This post arises from the happy coincidence of two books I have been reading recently, books which, at first sight, don’t seem to have much in common. The first is Maya Angelou’s “See How The Caged Bird Sings.” We discussed it this morning at the monthly Birmingham Feminist Book Club. Part of a wide-ranging discussion revolved around literature as a means of self understanding, this arising from Angelou’s won discussion in her book of what reading the classics of English literature, and especially, Shakespeare, meant to her, and how she was able, by engaging with the texts, to make sense of her own experience.
This was a concept that was made real for me a couple of years ago when I was a volunteer buddy for a Community Interest Company that worked with adults experiencing mental health difficulties, in particular by encouraging them to read literature and sharing their experiences. To get a flavour of what they did I was invited to attend one of the meetings. We were reading Rose Tremain’s novel The Road Home.
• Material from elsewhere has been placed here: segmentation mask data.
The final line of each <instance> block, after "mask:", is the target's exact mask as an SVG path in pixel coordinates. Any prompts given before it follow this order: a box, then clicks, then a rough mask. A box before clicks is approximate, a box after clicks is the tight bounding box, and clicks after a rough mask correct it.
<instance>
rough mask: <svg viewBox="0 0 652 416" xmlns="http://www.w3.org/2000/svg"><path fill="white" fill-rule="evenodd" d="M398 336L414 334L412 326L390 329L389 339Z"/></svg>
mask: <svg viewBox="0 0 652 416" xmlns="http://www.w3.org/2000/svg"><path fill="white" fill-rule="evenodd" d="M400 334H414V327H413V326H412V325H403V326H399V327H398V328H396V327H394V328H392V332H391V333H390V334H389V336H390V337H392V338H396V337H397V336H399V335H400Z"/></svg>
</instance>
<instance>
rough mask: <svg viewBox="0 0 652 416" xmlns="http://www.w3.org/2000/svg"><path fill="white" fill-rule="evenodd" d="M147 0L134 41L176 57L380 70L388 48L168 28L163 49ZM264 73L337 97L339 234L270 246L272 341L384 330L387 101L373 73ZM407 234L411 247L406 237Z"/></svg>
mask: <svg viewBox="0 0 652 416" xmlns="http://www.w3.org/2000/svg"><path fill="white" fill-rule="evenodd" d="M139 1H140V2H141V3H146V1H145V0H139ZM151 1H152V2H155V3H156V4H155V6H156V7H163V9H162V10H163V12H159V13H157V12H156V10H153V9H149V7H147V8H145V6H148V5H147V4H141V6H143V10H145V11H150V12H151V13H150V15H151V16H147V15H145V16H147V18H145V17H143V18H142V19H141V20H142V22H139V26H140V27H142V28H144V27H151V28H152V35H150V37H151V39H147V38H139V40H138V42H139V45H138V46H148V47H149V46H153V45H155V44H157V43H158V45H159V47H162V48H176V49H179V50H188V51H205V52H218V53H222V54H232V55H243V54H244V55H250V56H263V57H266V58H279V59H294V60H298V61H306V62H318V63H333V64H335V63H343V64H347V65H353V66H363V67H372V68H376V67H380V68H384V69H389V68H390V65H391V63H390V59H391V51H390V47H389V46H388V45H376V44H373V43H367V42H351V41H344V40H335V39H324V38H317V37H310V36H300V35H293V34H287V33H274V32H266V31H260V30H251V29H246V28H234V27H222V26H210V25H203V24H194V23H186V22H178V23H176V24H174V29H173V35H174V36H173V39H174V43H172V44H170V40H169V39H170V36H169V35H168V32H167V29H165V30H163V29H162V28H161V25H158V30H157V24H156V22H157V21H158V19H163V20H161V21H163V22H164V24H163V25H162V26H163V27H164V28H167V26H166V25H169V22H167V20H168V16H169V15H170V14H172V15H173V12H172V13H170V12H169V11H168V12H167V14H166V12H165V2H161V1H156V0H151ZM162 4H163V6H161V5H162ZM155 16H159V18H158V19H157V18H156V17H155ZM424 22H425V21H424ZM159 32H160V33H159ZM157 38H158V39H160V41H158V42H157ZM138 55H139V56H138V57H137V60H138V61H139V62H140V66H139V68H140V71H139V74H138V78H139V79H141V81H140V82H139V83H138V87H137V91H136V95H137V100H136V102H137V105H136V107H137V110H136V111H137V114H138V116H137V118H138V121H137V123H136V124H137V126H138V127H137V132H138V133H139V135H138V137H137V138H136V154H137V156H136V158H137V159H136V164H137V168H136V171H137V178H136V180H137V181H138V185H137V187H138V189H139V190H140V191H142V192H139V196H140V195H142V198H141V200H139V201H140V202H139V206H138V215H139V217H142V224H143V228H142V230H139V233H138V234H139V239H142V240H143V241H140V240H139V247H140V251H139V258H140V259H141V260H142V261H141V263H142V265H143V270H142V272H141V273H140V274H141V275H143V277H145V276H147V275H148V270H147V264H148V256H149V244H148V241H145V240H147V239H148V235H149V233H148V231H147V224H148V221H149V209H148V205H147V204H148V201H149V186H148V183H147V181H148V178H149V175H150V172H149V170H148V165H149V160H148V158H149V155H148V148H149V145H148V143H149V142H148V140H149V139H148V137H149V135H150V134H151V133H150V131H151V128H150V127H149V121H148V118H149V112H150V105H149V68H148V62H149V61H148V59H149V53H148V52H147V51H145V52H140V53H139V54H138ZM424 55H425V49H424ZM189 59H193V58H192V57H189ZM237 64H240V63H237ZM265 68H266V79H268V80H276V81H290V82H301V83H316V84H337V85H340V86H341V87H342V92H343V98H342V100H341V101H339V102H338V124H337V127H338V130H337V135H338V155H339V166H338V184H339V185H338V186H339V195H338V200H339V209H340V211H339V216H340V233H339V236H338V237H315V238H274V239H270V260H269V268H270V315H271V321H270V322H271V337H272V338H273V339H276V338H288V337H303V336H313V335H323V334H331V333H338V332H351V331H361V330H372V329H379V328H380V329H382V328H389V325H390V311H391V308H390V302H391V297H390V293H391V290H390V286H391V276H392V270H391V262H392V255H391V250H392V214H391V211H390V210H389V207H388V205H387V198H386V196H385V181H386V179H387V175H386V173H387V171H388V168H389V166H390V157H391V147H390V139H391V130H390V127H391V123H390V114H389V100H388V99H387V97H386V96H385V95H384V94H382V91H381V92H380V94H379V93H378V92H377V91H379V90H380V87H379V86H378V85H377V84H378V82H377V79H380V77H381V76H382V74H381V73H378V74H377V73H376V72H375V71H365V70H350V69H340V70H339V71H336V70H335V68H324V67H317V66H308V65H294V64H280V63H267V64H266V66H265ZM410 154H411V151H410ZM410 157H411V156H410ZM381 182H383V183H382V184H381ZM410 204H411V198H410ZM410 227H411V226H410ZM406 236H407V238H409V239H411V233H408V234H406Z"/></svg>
The group consisted of people of varying ages, many of whom lived in considerable isolation, an isolation made worse by anxiety and phobias. Some of them only left the house for the weekly meeting in a local library. Most of them had little experience of serious reading. From the discussion, however, it became clear that the book was opening doors for them and all of them were able to use the text to make sense of their own lives, at the same times bringing their won experiences to bear in interpreting the text. As they talked they gave me new insights into the book. This experience was both illuminating and humbling.
These experiences and thoughts are particularly relevant to the other book I have been reading. This is an anthology called Identity, whose contributors all attended the recent Eroticon conference. I have to declare an interest. I was one of the contributors. But that is now why I am writing about it. The content is pretty eclectic, some of it personal reminiscence, and painful reminiscence at that, some of it fantasy, some of it opinion, some of it seriously hot, you know, the stuff you read one handed. And then there was Meg-John Barker’s piece on erotic fiction as means of self understanding which got me reflecting again on my own identity, or in this case my sexual identity and what it means to me. This short essay was in my head as I read the other pieces and enriched my reading experience. This really is as a wonderful anthology and I can’t recommend it highly enough.
Erotic fiction has changed my life. I really don’t know why, one day in 2012, I felt the urge tio write a story about a carer in a elderly person’s home who has a relationship with a gay man whose carer he is. Other stories followed. I went online, I set up a Twitter account, I read voraciously, I discovered Eroticon and became part of a community. And a new Eve emerged, an Eve who is kinky, bisexual, who is proud to know sex workers she can call friends, an Eve committed to the freeest possible expression of human sexuality (subject to consent). In short an Eve I could not have imagined even existed only 6 years ago. It is through erotic literature that I have discovered what was previously latent, and been able to articulate it.
The main protagonist of my first story was Eric, an Oxford graduate who had been jailed for “gross indecency” in the dark days before 1967 and who experienced late sexual joy with a younger man. I killed him off at the end as the younger man had to move on and make his own way as a gay man in a different age, but acutely aware of the debt gay men, indeed all of us who are in some way not heteronormative, owe to those who suffered for daring to be different. I made sure, however, that Eric died happy, at peace with himself. I knew then that I owed him that. I know now that I owe him much more.